Danah Zohar observa:
“Nossa atual psicologia da pessoa, tanto como compreendida pelas pessoas comuns como pelos acadêmicos, advogados e juízes é uma curiosa mistura de idéias deterministas tiradas diretamente da ciência em si ou de um bolo mal digerido dos usos em que Marx e Freud quiseram colocar a ciência.”
No que tange a Marx, sua base foi por água abaixo, implodida, tragada no curso dos fatos:

Assim sendo, contrariamente as previsões implícitas nas teorias da mais-valia e da exploração do homem pelo homem, considerado o sistema econômico como um todo, ao maior ganho do patrão não corresponderá o menor ganho do empregado, corresponderá ao maior. E ao maior ganho do empregado não corresponderá o menor e sim o maior ganho do patrão. Tudo ao contrário do que afirmara Marx.
O conceituado filósofo contemporâneo Gilles Deleuze e o psicanalista Felix Guattari sintetizaram os ataques a Marx e Freud em Anti-Édipo, “no qual realizam uma crítica do conceito freudiano e lacaniano de inconsciente a partir da categoria marxista de “produção”."
Descamps conheceu a consistente obra:
O anti-Édipo pode ser lido como um paralelo entre as vontades singulares e as máquinas sociais que cortam, recortam e segmentam. Porém este livro é, além disso, um ataque frontal às casualidades redutoras que confinam o desejo em um triângulo (pai, mãe, castração) ou, em última instância, na economia.
E complementa:
"Não existe um 'bom' desejo e seu contrário. O desejo está em toda a parte, inscrito nas atividades livres ou opressivas.’”
Mascarenhas elenca os apropriados denominadores:

Tanto o psicanalista quanto o economista proclamam o poder de influência desse inconsciente coletivo composto de mitos, lendas, crenças, ideologias, valores e ideais - o imaginário social - sobre as subjetividades individuais.
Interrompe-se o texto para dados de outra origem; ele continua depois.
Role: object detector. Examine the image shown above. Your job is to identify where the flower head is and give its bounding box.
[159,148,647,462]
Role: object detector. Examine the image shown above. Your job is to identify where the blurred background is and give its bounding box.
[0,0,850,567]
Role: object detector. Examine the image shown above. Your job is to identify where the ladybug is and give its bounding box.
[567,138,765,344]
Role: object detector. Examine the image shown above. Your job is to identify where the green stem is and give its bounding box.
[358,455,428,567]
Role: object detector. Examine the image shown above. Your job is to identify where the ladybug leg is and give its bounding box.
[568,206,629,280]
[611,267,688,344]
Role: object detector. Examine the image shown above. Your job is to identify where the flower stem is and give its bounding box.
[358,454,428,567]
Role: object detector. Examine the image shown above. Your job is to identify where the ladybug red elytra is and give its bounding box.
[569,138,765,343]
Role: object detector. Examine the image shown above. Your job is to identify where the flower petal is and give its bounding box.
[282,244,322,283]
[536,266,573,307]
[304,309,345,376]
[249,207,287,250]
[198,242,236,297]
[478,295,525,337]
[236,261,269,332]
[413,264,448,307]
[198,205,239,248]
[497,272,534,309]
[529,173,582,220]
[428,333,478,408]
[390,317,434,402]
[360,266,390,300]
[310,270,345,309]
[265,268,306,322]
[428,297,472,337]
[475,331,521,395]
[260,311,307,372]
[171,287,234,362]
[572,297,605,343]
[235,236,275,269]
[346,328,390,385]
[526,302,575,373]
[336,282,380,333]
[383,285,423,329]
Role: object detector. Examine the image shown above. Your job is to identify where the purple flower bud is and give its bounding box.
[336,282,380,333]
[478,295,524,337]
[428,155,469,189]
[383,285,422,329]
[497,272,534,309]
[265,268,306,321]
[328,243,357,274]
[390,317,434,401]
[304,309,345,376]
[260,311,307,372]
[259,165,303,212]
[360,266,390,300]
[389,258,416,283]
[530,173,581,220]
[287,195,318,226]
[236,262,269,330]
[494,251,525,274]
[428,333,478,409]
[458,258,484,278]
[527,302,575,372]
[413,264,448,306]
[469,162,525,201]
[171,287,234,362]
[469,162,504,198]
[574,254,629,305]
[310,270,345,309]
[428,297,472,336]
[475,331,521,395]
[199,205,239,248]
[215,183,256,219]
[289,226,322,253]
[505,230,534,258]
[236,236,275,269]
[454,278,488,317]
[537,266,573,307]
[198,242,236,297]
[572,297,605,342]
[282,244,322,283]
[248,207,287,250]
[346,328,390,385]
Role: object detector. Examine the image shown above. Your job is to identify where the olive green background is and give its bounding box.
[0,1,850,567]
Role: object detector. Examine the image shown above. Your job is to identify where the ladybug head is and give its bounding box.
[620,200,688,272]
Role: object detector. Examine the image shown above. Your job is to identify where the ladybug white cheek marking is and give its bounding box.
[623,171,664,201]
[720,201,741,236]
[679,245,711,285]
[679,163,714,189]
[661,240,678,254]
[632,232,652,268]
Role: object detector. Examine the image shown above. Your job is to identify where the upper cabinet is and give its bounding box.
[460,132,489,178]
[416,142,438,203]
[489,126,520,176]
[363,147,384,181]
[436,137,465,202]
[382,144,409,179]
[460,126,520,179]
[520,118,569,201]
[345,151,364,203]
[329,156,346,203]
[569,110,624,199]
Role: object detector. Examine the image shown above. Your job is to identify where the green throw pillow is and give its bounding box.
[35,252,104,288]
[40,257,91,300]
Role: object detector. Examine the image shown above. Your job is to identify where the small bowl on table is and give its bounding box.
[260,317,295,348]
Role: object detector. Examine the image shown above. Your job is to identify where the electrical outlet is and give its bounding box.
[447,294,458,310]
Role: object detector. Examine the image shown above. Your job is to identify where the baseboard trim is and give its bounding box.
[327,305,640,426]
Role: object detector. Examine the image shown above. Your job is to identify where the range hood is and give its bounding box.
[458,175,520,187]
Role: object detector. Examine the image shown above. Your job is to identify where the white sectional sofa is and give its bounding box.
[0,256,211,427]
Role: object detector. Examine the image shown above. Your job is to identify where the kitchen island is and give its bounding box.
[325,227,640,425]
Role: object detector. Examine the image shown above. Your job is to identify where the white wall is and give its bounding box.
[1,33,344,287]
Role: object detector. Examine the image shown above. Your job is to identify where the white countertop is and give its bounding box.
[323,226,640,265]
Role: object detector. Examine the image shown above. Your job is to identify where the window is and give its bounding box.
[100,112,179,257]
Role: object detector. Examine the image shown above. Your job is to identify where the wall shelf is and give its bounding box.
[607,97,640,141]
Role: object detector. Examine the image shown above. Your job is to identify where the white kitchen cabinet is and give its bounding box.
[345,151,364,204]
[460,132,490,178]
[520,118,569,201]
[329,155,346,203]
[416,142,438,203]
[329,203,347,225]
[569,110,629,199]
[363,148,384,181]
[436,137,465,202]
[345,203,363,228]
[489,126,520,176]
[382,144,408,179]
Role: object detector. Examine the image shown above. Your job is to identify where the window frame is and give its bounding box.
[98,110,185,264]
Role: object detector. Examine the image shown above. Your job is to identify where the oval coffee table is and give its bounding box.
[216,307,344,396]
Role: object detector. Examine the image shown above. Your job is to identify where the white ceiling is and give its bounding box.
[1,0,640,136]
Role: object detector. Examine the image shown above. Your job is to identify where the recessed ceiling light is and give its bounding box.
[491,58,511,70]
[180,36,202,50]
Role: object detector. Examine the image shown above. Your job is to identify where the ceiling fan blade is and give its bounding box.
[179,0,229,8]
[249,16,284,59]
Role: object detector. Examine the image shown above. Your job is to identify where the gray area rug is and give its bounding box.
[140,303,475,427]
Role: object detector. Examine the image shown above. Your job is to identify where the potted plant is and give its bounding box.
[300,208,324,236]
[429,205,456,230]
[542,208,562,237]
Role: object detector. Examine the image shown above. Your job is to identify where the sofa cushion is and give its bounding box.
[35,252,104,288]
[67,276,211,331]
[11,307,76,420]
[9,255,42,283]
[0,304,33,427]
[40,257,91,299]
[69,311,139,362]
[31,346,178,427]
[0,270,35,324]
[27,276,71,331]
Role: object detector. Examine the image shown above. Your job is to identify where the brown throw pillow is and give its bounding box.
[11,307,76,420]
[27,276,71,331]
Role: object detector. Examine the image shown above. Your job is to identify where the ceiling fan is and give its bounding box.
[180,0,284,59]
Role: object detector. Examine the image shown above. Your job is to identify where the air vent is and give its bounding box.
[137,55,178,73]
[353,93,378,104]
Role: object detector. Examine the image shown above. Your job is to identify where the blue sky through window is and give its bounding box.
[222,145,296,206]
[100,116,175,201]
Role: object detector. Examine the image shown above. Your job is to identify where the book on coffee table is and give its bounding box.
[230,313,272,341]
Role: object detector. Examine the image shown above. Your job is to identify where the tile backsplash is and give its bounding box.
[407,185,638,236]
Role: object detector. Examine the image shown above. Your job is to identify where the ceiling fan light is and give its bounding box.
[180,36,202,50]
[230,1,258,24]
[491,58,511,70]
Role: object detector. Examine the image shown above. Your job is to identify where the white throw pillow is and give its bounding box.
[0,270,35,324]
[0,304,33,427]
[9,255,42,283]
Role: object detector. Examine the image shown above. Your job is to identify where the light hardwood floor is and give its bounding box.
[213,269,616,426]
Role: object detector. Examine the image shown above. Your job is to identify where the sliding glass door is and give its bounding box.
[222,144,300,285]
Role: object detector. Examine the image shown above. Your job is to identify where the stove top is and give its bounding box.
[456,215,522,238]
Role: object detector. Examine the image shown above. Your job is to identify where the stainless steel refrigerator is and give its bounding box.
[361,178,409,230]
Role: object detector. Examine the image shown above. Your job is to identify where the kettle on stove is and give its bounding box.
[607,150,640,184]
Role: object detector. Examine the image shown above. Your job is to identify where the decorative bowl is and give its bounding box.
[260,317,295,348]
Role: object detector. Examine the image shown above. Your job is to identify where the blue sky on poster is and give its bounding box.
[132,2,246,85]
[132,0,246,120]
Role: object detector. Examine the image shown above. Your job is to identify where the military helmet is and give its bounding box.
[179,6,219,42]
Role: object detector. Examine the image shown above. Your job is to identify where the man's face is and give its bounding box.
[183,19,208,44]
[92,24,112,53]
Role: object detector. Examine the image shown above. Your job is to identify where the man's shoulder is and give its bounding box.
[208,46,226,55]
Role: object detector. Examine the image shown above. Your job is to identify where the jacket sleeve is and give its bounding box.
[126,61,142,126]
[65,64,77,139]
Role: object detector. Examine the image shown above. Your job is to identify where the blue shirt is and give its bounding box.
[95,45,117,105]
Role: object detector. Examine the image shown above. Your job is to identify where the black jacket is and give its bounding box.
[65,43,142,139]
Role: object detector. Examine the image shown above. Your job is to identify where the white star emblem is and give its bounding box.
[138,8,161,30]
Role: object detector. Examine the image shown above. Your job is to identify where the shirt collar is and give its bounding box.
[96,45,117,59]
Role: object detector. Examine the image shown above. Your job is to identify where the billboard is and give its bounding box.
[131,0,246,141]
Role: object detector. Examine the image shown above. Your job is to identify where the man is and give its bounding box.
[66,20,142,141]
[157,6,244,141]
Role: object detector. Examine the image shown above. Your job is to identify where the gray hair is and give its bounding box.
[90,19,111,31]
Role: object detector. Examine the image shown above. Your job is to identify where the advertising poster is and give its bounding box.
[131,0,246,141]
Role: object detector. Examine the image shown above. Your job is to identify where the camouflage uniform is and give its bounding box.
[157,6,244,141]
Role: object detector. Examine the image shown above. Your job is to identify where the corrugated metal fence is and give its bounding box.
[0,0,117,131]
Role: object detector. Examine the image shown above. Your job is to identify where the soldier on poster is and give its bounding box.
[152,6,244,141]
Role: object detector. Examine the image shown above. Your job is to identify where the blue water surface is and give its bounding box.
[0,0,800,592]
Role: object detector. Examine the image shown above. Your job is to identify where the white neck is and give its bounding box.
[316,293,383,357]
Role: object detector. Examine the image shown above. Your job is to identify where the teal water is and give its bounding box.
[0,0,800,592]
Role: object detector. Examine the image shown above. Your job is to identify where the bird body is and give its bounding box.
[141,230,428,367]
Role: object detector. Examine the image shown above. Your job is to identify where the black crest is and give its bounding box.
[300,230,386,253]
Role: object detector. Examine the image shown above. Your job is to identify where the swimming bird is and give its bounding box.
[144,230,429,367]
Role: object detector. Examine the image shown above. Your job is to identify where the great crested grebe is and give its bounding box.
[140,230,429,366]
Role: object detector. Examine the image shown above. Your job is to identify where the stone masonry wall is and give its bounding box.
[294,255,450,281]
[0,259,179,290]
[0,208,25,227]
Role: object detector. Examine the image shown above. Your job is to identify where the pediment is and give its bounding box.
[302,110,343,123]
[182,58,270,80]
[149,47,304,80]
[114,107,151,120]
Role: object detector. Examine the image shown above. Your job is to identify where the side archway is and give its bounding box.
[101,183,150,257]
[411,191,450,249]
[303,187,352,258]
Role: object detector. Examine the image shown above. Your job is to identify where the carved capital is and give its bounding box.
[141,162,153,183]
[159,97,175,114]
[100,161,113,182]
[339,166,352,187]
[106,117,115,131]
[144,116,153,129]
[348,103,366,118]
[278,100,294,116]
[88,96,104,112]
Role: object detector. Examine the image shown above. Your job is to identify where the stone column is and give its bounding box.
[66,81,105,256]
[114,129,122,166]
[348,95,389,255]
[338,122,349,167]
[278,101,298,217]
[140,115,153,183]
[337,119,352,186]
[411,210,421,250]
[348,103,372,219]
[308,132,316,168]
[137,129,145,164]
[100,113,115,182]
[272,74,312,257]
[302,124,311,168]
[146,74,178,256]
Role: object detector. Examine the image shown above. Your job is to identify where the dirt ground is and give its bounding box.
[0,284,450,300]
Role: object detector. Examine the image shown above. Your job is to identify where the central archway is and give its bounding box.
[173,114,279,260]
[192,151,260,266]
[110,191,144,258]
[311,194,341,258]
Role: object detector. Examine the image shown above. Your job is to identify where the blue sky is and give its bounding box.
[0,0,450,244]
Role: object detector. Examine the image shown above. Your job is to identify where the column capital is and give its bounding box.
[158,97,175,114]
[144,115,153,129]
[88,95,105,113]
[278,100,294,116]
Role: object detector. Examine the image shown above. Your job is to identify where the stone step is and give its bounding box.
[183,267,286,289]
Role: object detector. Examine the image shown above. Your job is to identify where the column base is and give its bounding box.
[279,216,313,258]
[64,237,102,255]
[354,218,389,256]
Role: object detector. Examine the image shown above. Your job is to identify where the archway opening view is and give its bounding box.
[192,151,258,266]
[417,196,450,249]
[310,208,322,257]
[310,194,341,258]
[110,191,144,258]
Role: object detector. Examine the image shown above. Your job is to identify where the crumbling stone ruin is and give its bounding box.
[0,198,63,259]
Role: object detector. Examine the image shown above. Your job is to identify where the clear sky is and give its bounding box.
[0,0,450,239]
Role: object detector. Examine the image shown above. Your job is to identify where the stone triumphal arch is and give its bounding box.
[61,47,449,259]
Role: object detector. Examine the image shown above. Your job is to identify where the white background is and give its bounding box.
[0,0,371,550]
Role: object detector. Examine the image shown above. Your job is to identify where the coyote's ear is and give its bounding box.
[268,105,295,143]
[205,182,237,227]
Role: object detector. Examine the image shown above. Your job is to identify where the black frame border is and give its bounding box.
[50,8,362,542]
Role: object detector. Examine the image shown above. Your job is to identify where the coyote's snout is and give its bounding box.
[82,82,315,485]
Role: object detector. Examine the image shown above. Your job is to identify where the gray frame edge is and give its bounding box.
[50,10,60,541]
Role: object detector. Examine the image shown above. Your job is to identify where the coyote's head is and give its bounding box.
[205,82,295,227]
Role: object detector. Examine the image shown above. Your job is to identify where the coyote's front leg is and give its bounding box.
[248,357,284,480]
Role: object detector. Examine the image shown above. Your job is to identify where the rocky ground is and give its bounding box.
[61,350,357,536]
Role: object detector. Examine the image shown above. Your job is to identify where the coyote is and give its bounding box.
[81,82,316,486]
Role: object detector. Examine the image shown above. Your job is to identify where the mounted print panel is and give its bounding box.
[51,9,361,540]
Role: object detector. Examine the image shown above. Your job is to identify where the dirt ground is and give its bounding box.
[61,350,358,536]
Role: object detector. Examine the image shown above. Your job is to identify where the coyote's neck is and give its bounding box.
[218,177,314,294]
Ou seja, ambos, psicanalista e economista, sublinham a importância dos investimentos efetuados por cada uma destas subjetividades nas suas circunstâncias. Entre o psicanalista e economista existe uma poderosa convergência: ambos estudam as reações e as expectativas das pessoas (agentes econômicos) quando imersa no espaço social. Até porque desse formigueiro intersubjetivo ninguém escapa.
Entre o psicanalista freudiano, o filósofo marxista e o economista keynesiano existe um primordial fator comum: dada à volúpia de poder, todos superestimam seus intrumentos, e subestimam a capacidade do paciente, tomando-o por tôlo.